Meyer: In a word, yes. Why? In a post-Cold War world, where economic competition has replaced ideological battles, those who don't innovate will be left behind. Just look at the number of huge companies across the world that have stumbled by relying on their past instead of creating their future: Sears, Digital Equipment and AT&T, for example.
The good news is, with notable exceptions, the United States is better positioned than many other global economies. We're far ahead in restructuring our economy away from brawn to brains. If you look at industries that are rapidly growing vs. mature ones (software vs. mining, for example), the United States is typically in the lead.
Entrepreneur: How does an entrepreneur assess the readiness of his business to innovate?
Meyer: Most people think entrepreneurs are innovative by nature, but in reality, once they have that "moment" of innovation, they often lock in on it and run it into the ground. But the successful entrepreneur is always looking for places to innovate, while being careful not to innovate everywhere. In other words, stability is the necessary partner of change.
How do you determine where to focus your innovation? Start by looking at your customers and competitors. Let the marketplace speak to you about where your business strategy and operations are weak. Then ask yourself what you can do with your capabilities that others would have a hard time duplicating. Use innovation to differentiate your products or services.
Entrepreneur: If an entrepreneur is unhappy with the level of innovation in his business, how can he improve the score?
Meyer: Start by assessing how your products or services stack up against those of your competitors. Ask yourself how frequently your firm is the one that sets a new standard in the marketplace. Then see what happens when someone raises a nonstandard approach to a problem. Is it nurtured and explored or immediately attacked? Listen for how people handle ambiguous information. Do they resist any action until all the facts are clear? If so, they're likely to be conservative about innovation because it requires stepping partway into the void. How are mistakes handled? Do people explain and quickly try to move on or is there a sense of curiosity about what they thought would happen and what actually did?

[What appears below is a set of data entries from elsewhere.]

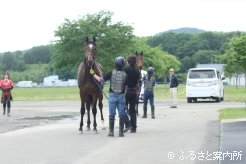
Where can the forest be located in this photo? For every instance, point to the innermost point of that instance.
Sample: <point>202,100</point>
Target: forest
<point>181,49</point>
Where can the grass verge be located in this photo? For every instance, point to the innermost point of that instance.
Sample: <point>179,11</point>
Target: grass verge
<point>232,113</point>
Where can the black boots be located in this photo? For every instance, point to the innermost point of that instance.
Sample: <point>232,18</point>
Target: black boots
<point>127,124</point>
<point>145,111</point>
<point>111,127</point>
<point>121,126</point>
<point>153,111</point>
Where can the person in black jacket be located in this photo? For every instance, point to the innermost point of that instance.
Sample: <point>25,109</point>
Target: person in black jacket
<point>116,100</point>
<point>131,92</point>
<point>173,83</point>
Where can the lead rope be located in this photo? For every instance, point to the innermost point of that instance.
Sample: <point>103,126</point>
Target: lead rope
<point>98,85</point>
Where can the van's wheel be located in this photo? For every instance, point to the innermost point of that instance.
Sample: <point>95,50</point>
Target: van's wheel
<point>217,99</point>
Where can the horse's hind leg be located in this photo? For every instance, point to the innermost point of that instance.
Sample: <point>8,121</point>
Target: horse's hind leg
<point>88,115</point>
<point>94,111</point>
<point>100,104</point>
<point>82,112</point>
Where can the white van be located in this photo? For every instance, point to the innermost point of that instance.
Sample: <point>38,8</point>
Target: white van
<point>204,83</point>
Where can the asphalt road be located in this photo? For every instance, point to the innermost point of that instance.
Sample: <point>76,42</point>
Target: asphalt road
<point>184,134</point>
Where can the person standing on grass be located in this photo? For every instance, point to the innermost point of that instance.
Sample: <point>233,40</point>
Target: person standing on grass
<point>6,86</point>
<point>173,84</point>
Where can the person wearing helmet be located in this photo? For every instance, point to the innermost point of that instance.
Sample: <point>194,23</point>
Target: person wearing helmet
<point>131,92</point>
<point>116,100</point>
<point>149,83</point>
<point>173,84</point>
<point>6,86</point>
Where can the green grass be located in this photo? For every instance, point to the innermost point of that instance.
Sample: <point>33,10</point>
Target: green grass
<point>72,93</point>
<point>235,94</point>
<point>34,94</point>
<point>232,113</point>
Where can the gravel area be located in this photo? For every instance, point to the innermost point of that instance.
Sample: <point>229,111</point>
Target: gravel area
<point>32,113</point>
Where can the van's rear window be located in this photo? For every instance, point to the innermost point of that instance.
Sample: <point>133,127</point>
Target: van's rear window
<point>200,74</point>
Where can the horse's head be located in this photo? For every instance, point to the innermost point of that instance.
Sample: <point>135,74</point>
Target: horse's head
<point>139,59</point>
<point>90,51</point>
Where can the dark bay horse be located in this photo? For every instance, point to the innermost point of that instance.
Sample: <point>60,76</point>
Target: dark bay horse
<point>139,66</point>
<point>89,89</point>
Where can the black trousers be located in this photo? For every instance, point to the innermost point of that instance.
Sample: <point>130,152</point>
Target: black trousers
<point>131,98</point>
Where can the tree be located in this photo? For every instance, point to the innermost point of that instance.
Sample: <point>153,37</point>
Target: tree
<point>7,61</point>
<point>39,54</point>
<point>235,56</point>
<point>113,39</point>
<point>155,57</point>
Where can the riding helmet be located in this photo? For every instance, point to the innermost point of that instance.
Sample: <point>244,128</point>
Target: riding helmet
<point>150,70</point>
<point>119,62</point>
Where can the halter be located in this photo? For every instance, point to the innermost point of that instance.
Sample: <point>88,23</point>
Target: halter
<point>89,51</point>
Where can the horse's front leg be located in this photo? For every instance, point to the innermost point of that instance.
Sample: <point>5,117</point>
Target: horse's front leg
<point>82,112</point>
<point>88,115</point>
<point>94,111</point>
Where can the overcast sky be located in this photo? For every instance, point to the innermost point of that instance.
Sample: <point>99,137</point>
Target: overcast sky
<point>28,23</point>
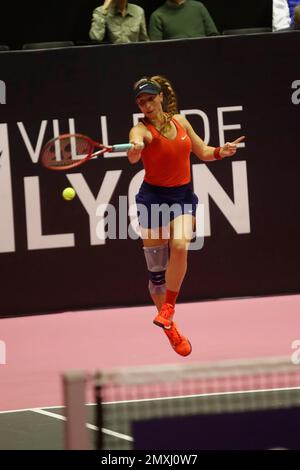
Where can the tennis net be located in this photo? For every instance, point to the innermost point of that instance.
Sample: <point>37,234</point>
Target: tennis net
<point>225,405</point>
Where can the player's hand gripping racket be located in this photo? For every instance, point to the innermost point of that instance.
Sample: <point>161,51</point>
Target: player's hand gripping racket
<point>70,150</point>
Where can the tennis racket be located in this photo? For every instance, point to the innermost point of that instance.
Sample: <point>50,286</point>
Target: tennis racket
<point>70,150</point>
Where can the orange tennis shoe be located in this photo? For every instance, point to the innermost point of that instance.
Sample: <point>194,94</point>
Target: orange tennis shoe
<point>179,343</point>
<point>165,316</point>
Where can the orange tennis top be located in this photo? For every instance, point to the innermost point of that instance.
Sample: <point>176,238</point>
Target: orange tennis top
<point>166,161</point>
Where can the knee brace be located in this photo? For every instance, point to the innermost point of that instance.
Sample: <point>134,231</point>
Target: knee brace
<point>157,260</point>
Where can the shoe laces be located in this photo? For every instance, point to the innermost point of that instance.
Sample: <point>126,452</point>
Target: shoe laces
<point>174,334</point>
<point>167,311</point>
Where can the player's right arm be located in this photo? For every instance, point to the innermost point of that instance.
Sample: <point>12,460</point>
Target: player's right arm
<point>139,136</point>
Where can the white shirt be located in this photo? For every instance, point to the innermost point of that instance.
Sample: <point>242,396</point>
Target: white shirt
<point>281,15</point>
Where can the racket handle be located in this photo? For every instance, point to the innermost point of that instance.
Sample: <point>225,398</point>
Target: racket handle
<point>121,147</point>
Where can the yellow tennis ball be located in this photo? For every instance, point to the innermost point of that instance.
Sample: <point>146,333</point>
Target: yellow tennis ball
<point>69,194</point>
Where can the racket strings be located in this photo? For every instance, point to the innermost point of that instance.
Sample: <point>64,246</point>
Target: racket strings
<point>67,150</point>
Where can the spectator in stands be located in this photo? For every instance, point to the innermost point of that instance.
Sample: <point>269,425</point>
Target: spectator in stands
<point>296,22</point>
<point>292,4</point>
<point>120,21</point>
<point>281,15</point>
<point>177,19</point>
<point>295,25</point>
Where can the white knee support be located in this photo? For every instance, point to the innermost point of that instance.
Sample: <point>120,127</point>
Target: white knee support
<point>157,260</point>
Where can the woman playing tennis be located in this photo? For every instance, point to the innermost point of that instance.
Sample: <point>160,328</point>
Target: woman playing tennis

If looking outside and listening inside worries you, the place to start improving is with yourself and those you work with most directly. While there are significant differences between families and firms, people do look at their leaders as role models. If you're not being curious, why should they? If you're not looking outward, neither will they. Innovation thrives on small failures that are accompanied by active learning. Are you sending that message? When it comes to innovation in an entrepreneurial business, the entrepreneur sets the pace.